Fitch Examines Probability Of European Loan Recoveries
October 18, 1999
While U.S. bankers and institutional investors are increasingly ogling Europe's growing leveraged loan market, some market players have conceded that the lack of insolvency legislation enabling them to gauge recovery rates could pose a setback to the region's development.
To date, there has been only limited information on the issue. But last week, Fitch IBCA Inc. released a report comparing insolvency legislation in Germany, the U.K. and France - the three European countries with the greatest number of leveraged loans.

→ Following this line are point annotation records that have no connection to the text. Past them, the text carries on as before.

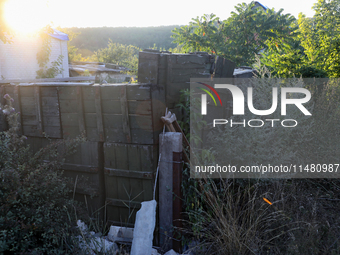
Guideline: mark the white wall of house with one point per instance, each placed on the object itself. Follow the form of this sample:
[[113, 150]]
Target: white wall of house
[[19, 58]]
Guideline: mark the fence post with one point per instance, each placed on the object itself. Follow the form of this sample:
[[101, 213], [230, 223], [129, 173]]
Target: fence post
[[169, 143]]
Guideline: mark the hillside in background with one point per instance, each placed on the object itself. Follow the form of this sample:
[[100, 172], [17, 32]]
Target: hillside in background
[[94, 38]]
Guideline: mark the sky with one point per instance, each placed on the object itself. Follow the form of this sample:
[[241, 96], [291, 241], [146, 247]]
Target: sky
[[27, 15]]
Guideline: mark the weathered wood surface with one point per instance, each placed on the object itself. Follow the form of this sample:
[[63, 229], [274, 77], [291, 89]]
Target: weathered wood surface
[[48, 80], [129, 174]]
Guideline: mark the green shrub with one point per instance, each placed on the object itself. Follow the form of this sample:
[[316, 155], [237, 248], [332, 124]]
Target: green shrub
[[35, 204]]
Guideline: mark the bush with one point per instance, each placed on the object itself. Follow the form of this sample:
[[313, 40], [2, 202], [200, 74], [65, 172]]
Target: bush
[[35, 204]]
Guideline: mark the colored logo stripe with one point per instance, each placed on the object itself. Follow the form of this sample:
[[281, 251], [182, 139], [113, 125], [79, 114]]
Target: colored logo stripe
[[213, 90], [208, 92]]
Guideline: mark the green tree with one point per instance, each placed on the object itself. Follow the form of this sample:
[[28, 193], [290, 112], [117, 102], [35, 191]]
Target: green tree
[[320, 36], [240, 37], [125, 55], [314, 52]]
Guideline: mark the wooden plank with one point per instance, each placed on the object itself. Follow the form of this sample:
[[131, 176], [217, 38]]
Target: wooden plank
[[80, 108], [133, 91], [68, 105], [128, 173], [31, 130], [27, 91], [125, 114], [38, 108], [137, 192], [17, 107], [115, 121], [80, 168], [67, 93], [3, 102], [110, 161], [158, 110], [79, 78], [49, 92], [138, 136], [99, 114], [51, 121], [122, 203], [55, 84], [134, 107], [148, 67], [228, 68]]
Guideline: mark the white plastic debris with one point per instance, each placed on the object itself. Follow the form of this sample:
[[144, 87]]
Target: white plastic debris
[[120, 234], [171, 252], [154, 252], [143, 230], [82, 226]]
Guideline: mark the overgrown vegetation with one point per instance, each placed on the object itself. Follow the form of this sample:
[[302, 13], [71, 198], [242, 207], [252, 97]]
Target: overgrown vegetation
[[37, 214], [43, 56], [230, 216]]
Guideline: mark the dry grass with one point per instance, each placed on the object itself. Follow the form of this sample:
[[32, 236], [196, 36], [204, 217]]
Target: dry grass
[[302, 219]]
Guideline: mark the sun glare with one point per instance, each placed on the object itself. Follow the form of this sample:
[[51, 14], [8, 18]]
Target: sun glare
[[26, 17]]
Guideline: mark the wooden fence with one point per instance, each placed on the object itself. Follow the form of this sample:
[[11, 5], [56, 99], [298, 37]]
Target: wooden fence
[[122, 127], [121, 121]]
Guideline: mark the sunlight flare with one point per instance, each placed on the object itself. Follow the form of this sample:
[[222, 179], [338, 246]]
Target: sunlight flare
[[26, 17]]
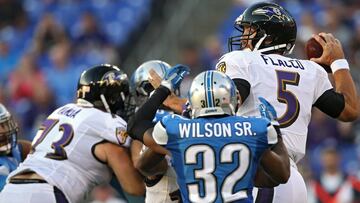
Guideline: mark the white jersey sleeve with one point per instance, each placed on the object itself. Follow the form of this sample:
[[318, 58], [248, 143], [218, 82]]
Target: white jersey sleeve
[[272, 135], [323, 82], [113, 129], [234, 65], [159, 134]]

Even though the report dwells on the loan market, it has implications for high yield buyers on two levels. First, there are a number of cross-over buyers that are interested in leveraged loans and high yield. And maybe more importantly, there are tips that can be gleaned for high yield buyers if they view the report from a slightly unorthodox angle, according to a Fitch spokesman.

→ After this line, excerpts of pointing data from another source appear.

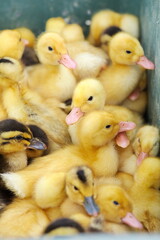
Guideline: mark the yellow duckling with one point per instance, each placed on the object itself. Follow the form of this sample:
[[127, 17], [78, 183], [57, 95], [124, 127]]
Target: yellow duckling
[[63, 227], [126, 54], [77, 185], [96, 132], [107, 18], [79, 188], [29, 56], [89, 59], [90, 95], [55, 24], [145, 194], [28, 106], [146, 143], [12, 45], [115, 209], [50, 79], [69, 32]]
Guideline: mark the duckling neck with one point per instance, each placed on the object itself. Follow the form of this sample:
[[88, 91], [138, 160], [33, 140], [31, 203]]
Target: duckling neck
[[12, 162]]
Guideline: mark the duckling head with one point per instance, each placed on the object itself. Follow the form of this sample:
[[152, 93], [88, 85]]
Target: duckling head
[[39, 136], [107, 35], [16, 137], [11, 44], [80, 188], [63, 226], [146, 143], [27, 35], [11, 68], [55, 25], [51, 50], [100, 127], [127, 50], [88, 95], [115, 205], [73, 33]]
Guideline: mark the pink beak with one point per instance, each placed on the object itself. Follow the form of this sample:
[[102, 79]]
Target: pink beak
[[130, 220], [146, 63], [141, 157], [74, 116], [67, 61]]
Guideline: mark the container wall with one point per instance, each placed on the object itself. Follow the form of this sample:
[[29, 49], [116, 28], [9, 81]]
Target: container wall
[[34, 13]]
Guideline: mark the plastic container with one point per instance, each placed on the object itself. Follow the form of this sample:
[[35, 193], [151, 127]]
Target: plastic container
[[34, 13]]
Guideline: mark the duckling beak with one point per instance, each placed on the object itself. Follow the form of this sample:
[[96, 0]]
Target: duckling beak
[[74, 116], [37, 144], [121, 138], [130, 220], [146, 63], [67, 61], [141, 157], [90, 206]]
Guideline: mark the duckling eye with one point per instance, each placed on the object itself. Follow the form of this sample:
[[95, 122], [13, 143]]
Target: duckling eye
[[50, 48], [90, 98], [115, 203], [75, 188], [19, 137], [128, 52]]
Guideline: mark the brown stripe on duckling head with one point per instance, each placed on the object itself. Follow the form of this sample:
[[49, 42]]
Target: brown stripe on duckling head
[[81, 175], [12, 125], [5, 60], [111, 31], [64, 222], [39, 134]]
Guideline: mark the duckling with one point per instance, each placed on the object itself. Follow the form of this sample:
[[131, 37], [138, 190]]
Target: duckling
[[89, 59], [115, 209], [90, 95], [146, 142], [96, 133], [15, 138], [72, 33], [63, 226], [115, 206], [26, 208], [145, 194], [126, 54], [29, 56], [76, 184], [55, 24], [39, 134], [59, 81], [11, 44], [107, 18]]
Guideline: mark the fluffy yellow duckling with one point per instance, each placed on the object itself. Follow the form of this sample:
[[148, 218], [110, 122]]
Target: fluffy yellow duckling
[[90, 95], [28, 106], [78, 187], [63, 227], [69, 32], [96, 132], [11, 44], [50, 79], [145, 194], [126, 54], [115, 209], [89, 59], [55, 24], [29, 56], [107, 18], [146, 143]]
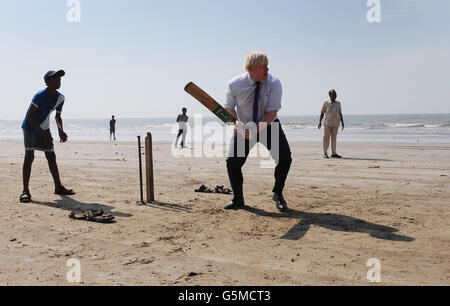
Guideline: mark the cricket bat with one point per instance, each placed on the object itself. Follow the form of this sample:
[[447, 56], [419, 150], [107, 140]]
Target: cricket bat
[[210, 103]]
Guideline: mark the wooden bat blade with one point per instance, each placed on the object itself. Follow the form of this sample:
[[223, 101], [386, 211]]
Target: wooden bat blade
[[209, 102]]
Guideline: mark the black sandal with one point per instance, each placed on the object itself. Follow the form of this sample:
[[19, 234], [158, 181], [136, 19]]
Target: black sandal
[[25, 197]]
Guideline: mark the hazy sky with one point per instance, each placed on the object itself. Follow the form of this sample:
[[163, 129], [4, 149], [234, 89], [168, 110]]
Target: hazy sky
[[132, 58]]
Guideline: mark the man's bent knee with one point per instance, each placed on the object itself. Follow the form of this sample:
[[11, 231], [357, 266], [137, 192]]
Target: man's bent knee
[[51, 156]]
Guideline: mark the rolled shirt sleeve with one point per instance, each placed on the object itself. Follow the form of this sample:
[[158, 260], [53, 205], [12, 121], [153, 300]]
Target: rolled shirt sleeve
[[231, 100], [61, 104], [274, 103], [324, 108]]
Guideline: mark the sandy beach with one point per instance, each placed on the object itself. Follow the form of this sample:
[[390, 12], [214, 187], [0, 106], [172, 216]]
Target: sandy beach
[[385, 201]]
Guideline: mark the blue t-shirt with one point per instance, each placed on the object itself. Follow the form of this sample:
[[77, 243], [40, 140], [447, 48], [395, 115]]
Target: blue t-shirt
[[44, 109]]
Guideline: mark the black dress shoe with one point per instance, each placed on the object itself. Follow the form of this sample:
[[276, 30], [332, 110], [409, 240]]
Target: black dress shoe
[[280, 202], [235, 205]]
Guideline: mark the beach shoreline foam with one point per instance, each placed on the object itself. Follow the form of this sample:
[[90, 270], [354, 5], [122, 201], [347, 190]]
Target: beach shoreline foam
[[385, 200]]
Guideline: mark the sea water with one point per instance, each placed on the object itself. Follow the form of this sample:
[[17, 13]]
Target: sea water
[[417, 128]]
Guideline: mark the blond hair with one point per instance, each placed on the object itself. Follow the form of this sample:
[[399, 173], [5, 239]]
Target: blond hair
[[255, 58]]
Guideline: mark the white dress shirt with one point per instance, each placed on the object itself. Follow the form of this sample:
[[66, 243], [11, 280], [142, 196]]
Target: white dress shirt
[[241, 94]]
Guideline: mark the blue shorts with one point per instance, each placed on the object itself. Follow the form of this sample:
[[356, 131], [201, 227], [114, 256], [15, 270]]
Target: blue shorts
[[34, 141]]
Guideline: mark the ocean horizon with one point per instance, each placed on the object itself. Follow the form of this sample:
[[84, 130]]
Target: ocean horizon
[[402, 128]]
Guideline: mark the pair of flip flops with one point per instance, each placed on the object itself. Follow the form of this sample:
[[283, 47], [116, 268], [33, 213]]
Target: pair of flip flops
[[218, 189], [92, 215], [64, 191], [25, 197]]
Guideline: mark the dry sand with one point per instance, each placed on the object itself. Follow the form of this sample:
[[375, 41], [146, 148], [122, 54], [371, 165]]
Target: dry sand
[[386, 201]]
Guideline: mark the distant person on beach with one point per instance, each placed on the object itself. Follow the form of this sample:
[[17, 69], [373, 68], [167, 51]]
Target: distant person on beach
[[332, 111], [112, 128], [37, 135], [182, 125], [255, 99]]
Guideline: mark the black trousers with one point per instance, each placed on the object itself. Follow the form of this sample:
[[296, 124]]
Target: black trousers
[[282, 158]]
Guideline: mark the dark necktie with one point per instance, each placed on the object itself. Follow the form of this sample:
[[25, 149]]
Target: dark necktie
[[255, 104]]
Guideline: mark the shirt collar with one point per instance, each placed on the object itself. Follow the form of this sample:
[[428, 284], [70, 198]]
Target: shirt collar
[[251, 81]]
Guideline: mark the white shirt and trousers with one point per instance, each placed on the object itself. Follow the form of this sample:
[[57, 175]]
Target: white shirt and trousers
[[241, 96], [332, 111]]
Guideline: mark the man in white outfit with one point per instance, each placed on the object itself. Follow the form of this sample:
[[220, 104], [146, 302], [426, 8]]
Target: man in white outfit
[[182, 120], [332, 111]]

For the countries that are particularly lucrative to senior secured lenders (i.e. banks) in a bankruptcy proceeding, then the lower credit investors, such as the high yield buyers, will have a harder time getting their money back, the spokesman said.
Based upon an analysis of these loans, the rating agency has come up with a loan rating standard that it believes will enable investors in the European market to have a clearer understanding of the risks involved with leveraged loans from the region.
Of the four European countries cited in the report, France has the least favorable jurisdiction for secured loan and bond creditors, according to Fitch, due to the fact that a secured creditor doesn't necessarily have priority above other groups of creditors in either the timing of the payment or distribution of realizations.
Conversely, Fitch said the U.K. has the most pro-creditor jurisdiction, a view supported by loan pros. A creditor there can take security over all a company's assets, both current and future, via fixed and floating charges.
Standing between the U.S. and the U.K. is Germany, which recently adopted new regulation designed to include some of the debtor-friendly aspects found in the U.S., without significantly disadvantaging secured creditors.
Unlike the U.S. market, where it is well established that the recovery rate for leveraged loans is about 80%, recovery rates in Europe are difficult to estimate. This is largely because of the absence of pan-European insolvency legislation, said Faith Bartlett, author of the report and the director of loan products at Fitch IBCA.
Not even the advent of the euro, about to go into its second year of existence, is likely to engender a single set of rules in the near term, she said.
"It's a nice idea," she said, "but ... we still have different governments [in Europe]."